# ASUS A8V, Sockel939 VIA K8T800 Pro oder welches board?

## kraut

Hallo,

ich bin grade dabei, mir ein (relativ) preiswertes 64bit system / sockel 939 zusammenzustellen.

was mich bei den neueren 939er boards etwas stoert, das fast alle PCI-Express haben, dafuer aber nur 3 "normale" PCI steckplaetze  :Sad: 

ich wuerde naemlich gerne meine AGP graka behalten, und habe ferner auch noch eine externe soundkarte, eine firewire karte, sowie eine DVB-S karte. damit waeren die 3 pci bereits belegt ;(

also - was ist von obigem board zu halten? hat das jemand im einsatz?

da soll ein 3500+ venice draufkommen, und 2x512MB dualchannel RAM (welchen nimmt man?), und eine 250er Maxtor S-ATA platte.

macht dann mit tower so um die 400euro, max 500euro hatte ich mir als grenze gesetzt.

wuerde mich ueber eure erfahrungsberichte freuen! auch aehnliche hardware welche ihr vielleicht besser findet ist natuerlich interessant!Last edited by kraut on Wed Jun 21, 2006 5:46 pm; edited 1 time in total

----------

## VeS_Blade

Schneller als der Via-Chipsatz ist auf jedenfall ein nForce. Da wirst du aber keinen aktuellen ohne PEG finden.

Die meisten davon haben aber schon Firewire onboard. Mit ner extra Soundkarte wirst du wohl (je nach Modell) aber immer noch besseren Klang erzielen vor allem in Spielen mit EAX-Unterstützung, falls das deine Soundkarte hat. Innerhalb eines Chipsatzes fürs MB kannst du nach belieben unter den Herstellern auswählen, da es da so gut wie keine Geschwindigkeitsunterschiede gibt seit AMD den Speichercontroller in die CPU verlagert hat. (siehe auch http://de.wikipedia.org/wiki/Athlon_64).

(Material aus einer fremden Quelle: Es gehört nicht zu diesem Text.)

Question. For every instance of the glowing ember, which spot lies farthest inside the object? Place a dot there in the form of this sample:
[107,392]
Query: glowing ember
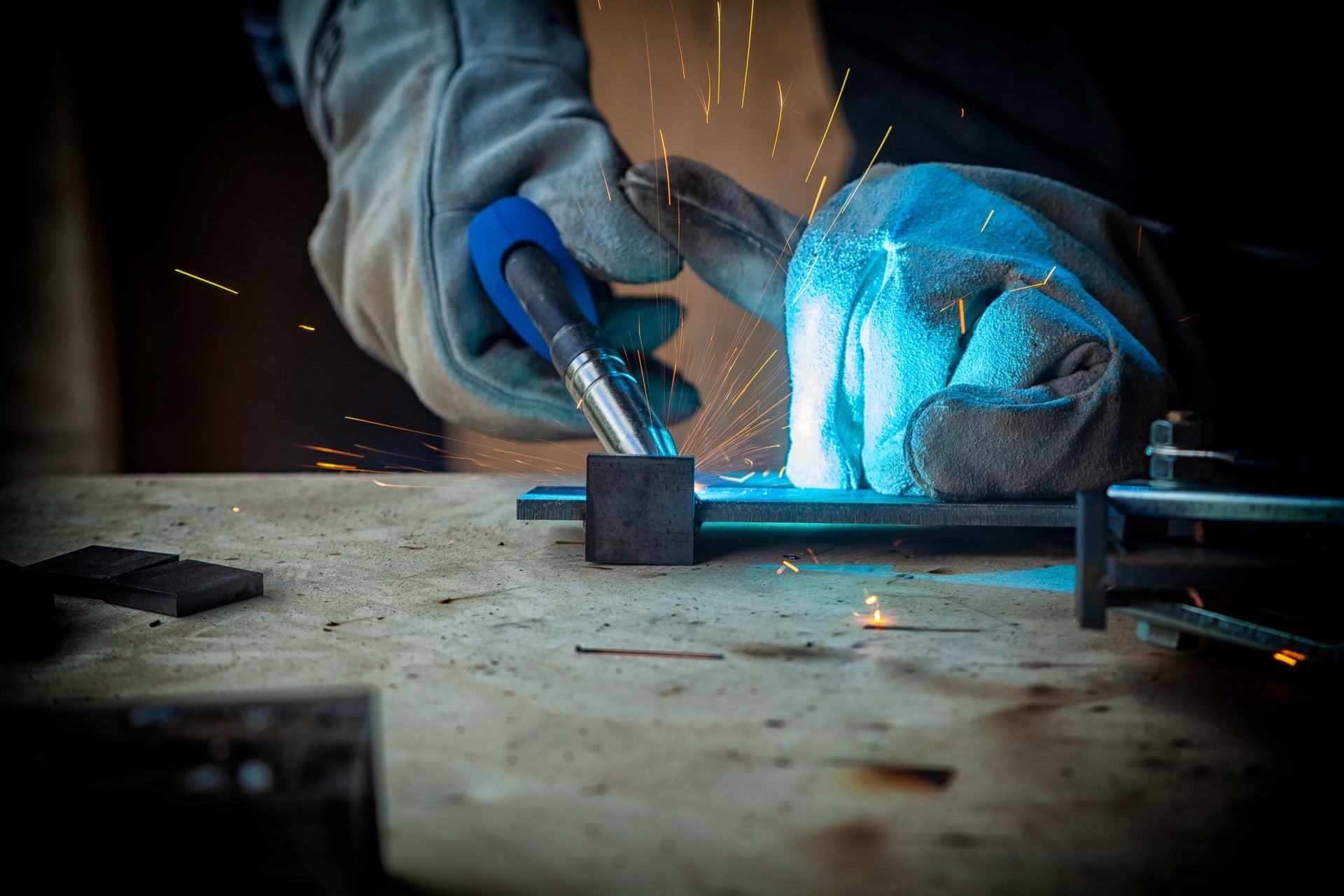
[324,450]
[780,122]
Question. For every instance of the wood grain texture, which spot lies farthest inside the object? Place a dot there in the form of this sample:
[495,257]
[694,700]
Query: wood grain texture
[1023,757]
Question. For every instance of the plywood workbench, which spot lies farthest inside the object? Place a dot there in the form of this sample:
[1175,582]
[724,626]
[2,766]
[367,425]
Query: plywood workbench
[1079,761]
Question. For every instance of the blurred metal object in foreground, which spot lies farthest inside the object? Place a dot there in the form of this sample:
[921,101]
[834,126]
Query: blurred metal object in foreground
[207,797]
[1215,545]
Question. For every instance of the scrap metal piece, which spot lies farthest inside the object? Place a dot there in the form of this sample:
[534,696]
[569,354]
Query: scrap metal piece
[86,573]
[183,587]
[146,580]
[839,507]
[640,508]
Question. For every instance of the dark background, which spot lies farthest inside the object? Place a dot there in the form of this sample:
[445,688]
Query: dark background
[1222,125]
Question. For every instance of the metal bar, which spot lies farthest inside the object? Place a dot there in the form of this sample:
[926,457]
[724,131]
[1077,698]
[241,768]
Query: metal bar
[1211,503]
[836,507]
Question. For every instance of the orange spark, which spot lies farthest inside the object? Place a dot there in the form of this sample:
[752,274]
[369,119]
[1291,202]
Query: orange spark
[666,168]
[748,67]
[778,124]
[755,375]
[678,39]
[319,448]
[603,171]
[828,125]
[720,81]
[820,187]
[708,90]
[1041,284]
[178,270]
[816,255]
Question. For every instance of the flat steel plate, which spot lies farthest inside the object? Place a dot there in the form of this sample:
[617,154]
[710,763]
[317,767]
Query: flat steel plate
[841,507]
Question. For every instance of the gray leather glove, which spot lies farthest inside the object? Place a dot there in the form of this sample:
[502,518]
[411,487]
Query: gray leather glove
[426,112]
[1049,390]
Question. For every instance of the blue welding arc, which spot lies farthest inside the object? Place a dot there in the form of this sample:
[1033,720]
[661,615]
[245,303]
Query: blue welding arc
[493,234]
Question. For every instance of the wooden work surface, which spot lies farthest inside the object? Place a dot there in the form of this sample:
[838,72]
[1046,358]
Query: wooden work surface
[1079,761]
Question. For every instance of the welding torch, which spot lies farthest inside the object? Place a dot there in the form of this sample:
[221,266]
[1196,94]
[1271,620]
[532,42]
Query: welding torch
[543,295]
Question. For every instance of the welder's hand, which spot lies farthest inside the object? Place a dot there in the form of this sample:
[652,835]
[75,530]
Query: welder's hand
[426,113]
[1049,390]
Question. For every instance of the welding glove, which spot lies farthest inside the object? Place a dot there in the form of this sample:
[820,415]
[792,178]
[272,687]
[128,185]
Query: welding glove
[426,113]
[1047,388]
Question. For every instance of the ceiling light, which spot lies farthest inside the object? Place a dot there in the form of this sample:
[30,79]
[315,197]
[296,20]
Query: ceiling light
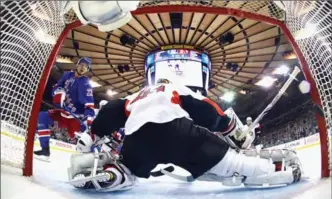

Ram würde ich dir PC3200 von Infineon Original empfehlen. Die verursachen die wenigsten Probleme. Hier macht es wenig Sinn zu teuerem "High-End" Speicher zu greifen, weil diese meistens mit unterschiedlichen Chips bestückt sind und auch nicht schneller arbeiten (Hat c't mal getestet). Da lohnt es mehr das Geld in eine CPU zu investieren, die 1-2 Geschwindigkeitsklassen drüber liegt.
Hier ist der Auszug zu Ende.